かなり、ハードな話を、されて。けど、現実味が湧かなくて。 疲れたどころの話じゃないし、もう精神を保つのに精一杯だったし、今すぐベッドに倒れ込みたい、けれど。
あんな衝撃的な話をされて、このまま、眠れるとは思えない。 そんな図太い精神なら、とっくに、状況を受け入れている。
でもまだ、私は、拒絶するだけ。
「あの、さっきの、河原は、」
おずおずと、伺いながら声を出した私に、博士が僅かに首を傾ける。
「ああ今のは、新東京都内の、端っこ。大抵の戦闘はそう」
都内って、今は此処が首都で、東京で、ええと、私の住む街は、県の真ん中に程近いけど、名前が変わっているのだろうか。

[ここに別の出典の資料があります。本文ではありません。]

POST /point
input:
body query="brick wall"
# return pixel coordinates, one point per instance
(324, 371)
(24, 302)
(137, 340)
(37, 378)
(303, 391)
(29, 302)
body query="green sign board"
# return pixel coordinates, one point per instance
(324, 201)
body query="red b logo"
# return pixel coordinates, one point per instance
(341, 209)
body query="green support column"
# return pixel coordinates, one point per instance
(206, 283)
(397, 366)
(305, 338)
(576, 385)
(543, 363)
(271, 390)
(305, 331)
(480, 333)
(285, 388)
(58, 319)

「人間を求めて、奴らは入って来るから、あ、でも此処にはあまり来ないわ。ハンターが居るから、中心街にはあまり近寄らないの」
「え、でも、私の家………私の、住んでいたマンション、此処から近いです」
言い直す時、つい、俯いてしまった。この世界に、私の物など、ありはしない。 私にあるのは、小さな鞄に詰められた、役に立たない些細な物。役に立たない紙幣に、役に立たない携帯に。私を証明する事に何の意味も為さない、些細な物達。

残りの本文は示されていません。